I'm waiting to see if Stryker was just bluffing and is coming back so I can tell him what industries were fully nationalized -- in the sense of the state taking actual ownership -- by Hitler.
But the idea of opposites is an interesting one. When are things opposite in nature, and when do our minds and language make them so?
The species, genus idea is an interesting one. It's also more a question of relationships and genealogies, rather than identities.
A word like "socialism" has many different definitions. In early 20th century Europe, it was a positive term. Even conservatives appealed to the "true" socialist idea. The debate here is as much about semantics as anything else.
You are a "splitter," who wants to use the word in a narrow sense. Others are "lumpers" who employ it in a more general sense. It's an argument that can't be won because it's about definitions -- axioms, rather than proofs or theorums or conjectures.
When someone says that the Incas or the ancient Egyptians were socialists, I balk. There ought to be a better word to convey similarities between the socialists of the last two centuries and ancient tyrannies.
But when someone argues that socialists are and must be democratic or egalitarian or anti-racist, I likewise disagree. This isn't based on an investigation of what self-identified socialists have actually said historically, but on present-day definitions.
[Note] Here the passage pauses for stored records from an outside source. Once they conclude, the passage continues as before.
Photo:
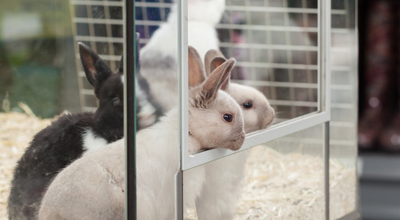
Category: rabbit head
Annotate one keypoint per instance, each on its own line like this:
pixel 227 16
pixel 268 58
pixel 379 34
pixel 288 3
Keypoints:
pixel 257 111
pixel 215 119
pixel 108 88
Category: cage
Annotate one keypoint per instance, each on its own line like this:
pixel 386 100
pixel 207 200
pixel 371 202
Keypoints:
pixel 279 48
pixel 299 54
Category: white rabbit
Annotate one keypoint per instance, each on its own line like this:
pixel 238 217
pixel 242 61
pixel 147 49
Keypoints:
pixel 159 58
pixel 223 177
pixel 93 186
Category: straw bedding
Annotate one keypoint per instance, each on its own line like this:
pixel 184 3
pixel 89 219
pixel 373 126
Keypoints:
pixel 276 186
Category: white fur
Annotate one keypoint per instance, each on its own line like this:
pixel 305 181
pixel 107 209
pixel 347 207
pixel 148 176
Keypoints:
pixel 146 116
pixel 93 186
pixel 92 142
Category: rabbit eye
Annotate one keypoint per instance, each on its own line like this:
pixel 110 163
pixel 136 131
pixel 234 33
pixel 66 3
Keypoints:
pixel 228 117
pixel 115 101
pixel 248 105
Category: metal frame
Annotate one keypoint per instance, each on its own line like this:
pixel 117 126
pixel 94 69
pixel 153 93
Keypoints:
pixel 129 109
pixel 277 131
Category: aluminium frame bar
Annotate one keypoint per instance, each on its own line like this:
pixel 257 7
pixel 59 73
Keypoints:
pixel 280 130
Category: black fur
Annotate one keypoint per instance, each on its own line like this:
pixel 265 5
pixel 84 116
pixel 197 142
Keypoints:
pixel 56 146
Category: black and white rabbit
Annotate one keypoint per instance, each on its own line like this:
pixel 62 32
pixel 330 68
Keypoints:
pixel 67 138
pixel 93 186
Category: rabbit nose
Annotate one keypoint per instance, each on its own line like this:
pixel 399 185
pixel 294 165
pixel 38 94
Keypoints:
pixel 238 141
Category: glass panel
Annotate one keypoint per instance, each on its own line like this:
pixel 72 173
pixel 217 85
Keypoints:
pixel 343 143
pixel 45 76
pixel 281 179
pixel 157 105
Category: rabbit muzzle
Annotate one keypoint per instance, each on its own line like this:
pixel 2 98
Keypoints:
pixel 236 142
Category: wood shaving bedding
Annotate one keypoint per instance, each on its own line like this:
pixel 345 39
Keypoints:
pixel 276 186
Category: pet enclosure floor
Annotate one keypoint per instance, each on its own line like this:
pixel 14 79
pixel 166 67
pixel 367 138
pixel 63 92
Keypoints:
pixel 276 186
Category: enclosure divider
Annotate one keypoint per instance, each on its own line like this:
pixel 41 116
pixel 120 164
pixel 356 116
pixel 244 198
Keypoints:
pixel 183 103
pixel 326 168
pixel 129 109
pixel 324 42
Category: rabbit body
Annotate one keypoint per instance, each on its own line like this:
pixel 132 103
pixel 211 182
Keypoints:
pixel 67 138
pixel 157 153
There have been racist and inegalitarian socialists.
In any event, Swedish Social Democrats left the control of the means of production in the hands of capitalist elites, yet they are reckoned as being on the left.
I seem to recall that in Shirer's Rise and Fall of the Third Reich, he talks about how many early members of the SA felt they had been deluded when the party did not carry out the some of the social programs it had promised to gain power. Of course not everyone can be identified with a unique point on a left-right scale, but as you say the majority of Hitler's policies place him at the far right.